Über 70 Menschen weggeschickt

Das konnte man am Mittwoch in Essen hautnah miterleben: Bereits drei Stunden vor Öffnung der Tafel hatten sich erste Hilfebedürftige vor den Toren der Einrichtung aufgestellt. Rund um den alten Wasserturm hatte sich eine Schlange mit 180 Personen gebildet. Das Problem: Es gab nur Lebensmittel für etwas mehr als hundert Personen. "Über 70 Leute mussten wir wieder wegschicken", so Jörg Sartor.

Der Leiter der Tafel berichtet, dass unter den Hilfebedürftigen sehr viele Menschen waren, die aus der Ukraine geflüchtet sind.
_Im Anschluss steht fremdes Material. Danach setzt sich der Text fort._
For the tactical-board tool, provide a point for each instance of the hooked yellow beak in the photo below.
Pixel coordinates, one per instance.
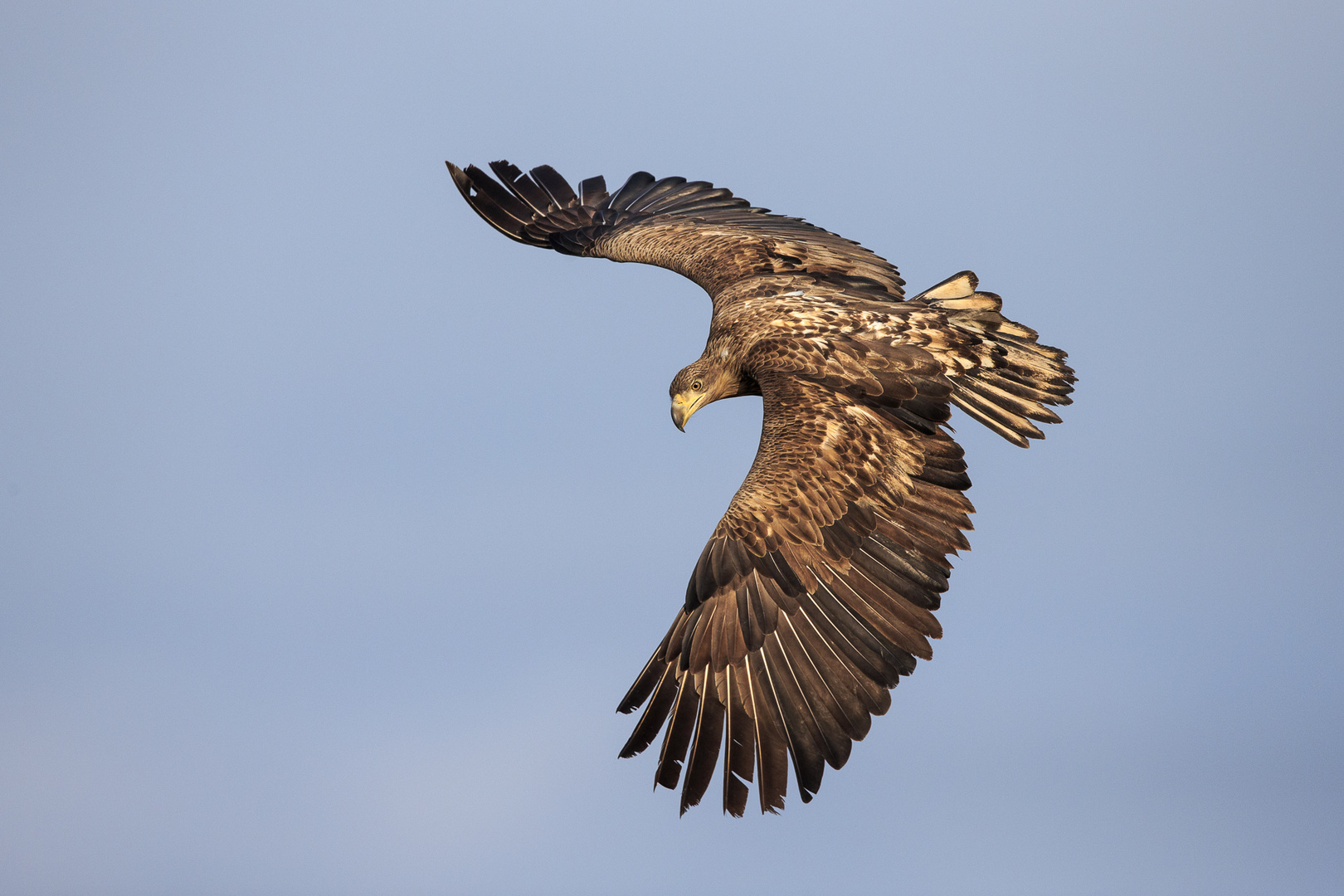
(683, 407)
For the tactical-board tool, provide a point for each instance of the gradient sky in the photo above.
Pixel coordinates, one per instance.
(334, 525)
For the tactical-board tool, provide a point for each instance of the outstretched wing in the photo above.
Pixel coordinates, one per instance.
(816, 592)
(691, 227)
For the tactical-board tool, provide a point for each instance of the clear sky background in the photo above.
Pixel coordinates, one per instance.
(334, 525)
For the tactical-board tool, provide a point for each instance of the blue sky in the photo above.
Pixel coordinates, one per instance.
(334, 525)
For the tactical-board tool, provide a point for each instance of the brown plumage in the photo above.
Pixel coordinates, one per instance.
(816, 592)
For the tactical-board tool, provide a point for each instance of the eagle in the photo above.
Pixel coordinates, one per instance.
(817, 589)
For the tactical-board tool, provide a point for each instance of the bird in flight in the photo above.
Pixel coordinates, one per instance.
(816, 592)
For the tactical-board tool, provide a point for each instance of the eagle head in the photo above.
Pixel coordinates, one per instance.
(704, 382)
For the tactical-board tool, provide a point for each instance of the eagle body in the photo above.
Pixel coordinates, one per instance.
(816, 590)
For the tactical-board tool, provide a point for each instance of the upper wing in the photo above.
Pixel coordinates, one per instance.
(691, 227)
(816, 592)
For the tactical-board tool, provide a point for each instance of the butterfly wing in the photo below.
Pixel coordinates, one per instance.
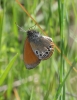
(43, 47)
(30, 59)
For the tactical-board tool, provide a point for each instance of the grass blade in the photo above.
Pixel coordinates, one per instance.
(2, 78)
(61, 85)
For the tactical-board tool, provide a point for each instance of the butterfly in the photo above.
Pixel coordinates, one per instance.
(36, 48)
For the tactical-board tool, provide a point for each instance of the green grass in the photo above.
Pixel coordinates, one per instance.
(54, 78)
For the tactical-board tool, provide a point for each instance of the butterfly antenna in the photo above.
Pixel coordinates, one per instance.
(21, 29)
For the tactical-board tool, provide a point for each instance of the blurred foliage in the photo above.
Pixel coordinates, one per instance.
(35, 83)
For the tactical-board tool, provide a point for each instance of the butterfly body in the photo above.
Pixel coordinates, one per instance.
(37, 48)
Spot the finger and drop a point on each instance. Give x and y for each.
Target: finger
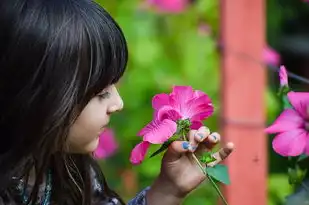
(191, 138)
(222, 154)
(212, 140)
(201, 134)
(178, 148)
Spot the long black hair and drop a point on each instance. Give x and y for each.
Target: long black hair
(55, 55)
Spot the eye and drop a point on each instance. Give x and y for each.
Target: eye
(104, 95)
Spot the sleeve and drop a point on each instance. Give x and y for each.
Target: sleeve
(140, 198)
(299, 197)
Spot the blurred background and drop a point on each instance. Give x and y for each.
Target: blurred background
(177, 42)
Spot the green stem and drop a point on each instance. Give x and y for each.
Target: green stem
(203, 169)
(210, 179)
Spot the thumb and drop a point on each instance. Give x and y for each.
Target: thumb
(178, 148)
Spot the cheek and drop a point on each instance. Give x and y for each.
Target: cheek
(83, 135)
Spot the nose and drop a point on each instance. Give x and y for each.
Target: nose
(117, 103)
(116, 107)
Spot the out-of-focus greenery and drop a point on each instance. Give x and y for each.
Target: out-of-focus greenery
(166, 50)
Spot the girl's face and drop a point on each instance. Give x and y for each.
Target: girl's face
(84, 134)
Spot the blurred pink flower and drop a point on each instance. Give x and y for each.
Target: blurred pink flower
(292, 127)
(271, 57)
(283, 75)
(204, 29)
(182, 104)
(169, 6)
(107, 145)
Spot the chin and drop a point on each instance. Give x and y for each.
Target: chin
(92, 146)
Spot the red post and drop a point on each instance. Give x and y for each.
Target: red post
(243, 104)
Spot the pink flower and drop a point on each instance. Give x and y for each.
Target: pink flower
(182, 104)
(292, 127)
(283, 75)
(271, 57)
(169, 6)
(107, 145)
(139, 152)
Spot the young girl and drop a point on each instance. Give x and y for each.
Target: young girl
(59, 62)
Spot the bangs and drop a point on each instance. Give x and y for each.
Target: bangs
(105, 54)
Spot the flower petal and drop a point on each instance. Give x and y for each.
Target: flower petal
(139, 152)
(198, 109)
(160, 100)
(167, 112)
(283, 75)
(300, 101)
(157, 132)
(287, 120)
(180, 96)
(291, 143)
(196, 125)
(107, 145)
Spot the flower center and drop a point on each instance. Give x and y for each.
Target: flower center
(307, 126)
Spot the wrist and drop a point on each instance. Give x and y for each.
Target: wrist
(163, 192)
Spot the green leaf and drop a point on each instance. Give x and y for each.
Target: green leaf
(207, 158)
(165, 146)
(219, 173)
(302, 157)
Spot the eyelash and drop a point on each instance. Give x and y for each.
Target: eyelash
(104, 95)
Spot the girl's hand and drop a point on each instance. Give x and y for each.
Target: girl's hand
(180, 174)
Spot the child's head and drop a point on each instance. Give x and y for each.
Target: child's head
(59, 61)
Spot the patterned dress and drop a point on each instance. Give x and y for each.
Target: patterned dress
(18, 192)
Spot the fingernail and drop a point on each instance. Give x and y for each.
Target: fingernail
(193, 148)
(214, 137)
(186, 145)
(201, 136)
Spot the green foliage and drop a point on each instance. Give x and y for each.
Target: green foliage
(219, 173)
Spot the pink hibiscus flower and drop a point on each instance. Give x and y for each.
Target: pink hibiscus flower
(283, 75)
(107, 145)
(169, 6)
(292, 127)
(271, 57)
(182, 104)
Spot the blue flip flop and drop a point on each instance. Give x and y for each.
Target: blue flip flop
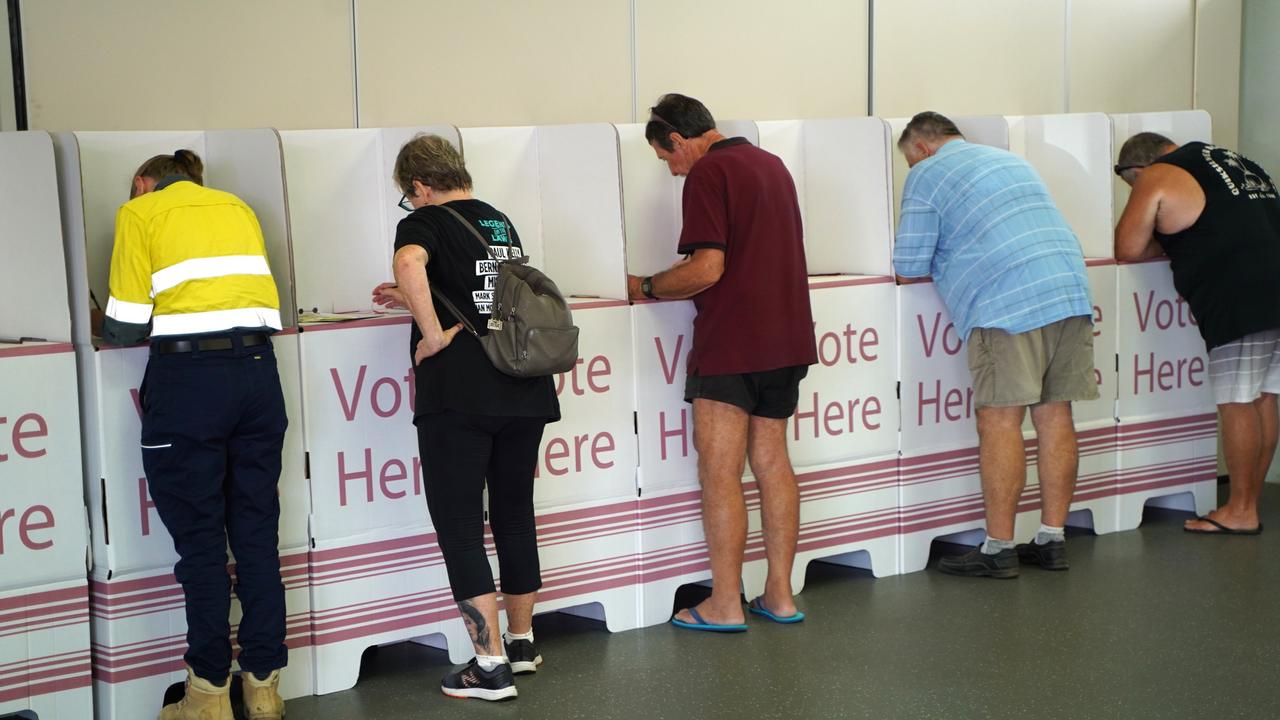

Die meisten von ihnen hätten Verständnis gezeigt, einige hätten aber lauter mit den Tafel-Mitarbeitern diskutiert. Jedoch sei nichts an der Situation zu ändern: Mehr Verpflegung habe man nicht zur Verfügung gehabt.

Tafel braucht mehr Platz

Die Konsequenz ist nun ein achtwöchiger Aufnahmestopp für neue Kunden. Sollte sich die Lage entspannen, wäre auch eine Verkürzung des Stopps möglich. Im Moment könne man aber nicht anders reagieren. Jörg Sartor macht die Situation durchaus Sorgen. Gleichwohl will er der Stadt Essen keine Vorwürfe machen.

"Die Stadt kümmert sich vorbildlich um die Geflüchteten aus der Ukraine", so Sartor. Die Tafel könne die Situation jedoch auch nicht wirklich auffangen. Denn das Hilfsangebot sei lediglich eine Ergänzung, Menschen in sozialer Not zu unterstützen. Eine Unterbringung in größeren Räumlichkeiten als dem Wasserturm könnte helfen, das Angebot trotzdem zu erweitern. Aktuell sucht die Essener Tafel nach solch neuen Räumen - mit Hilfe der Stadt.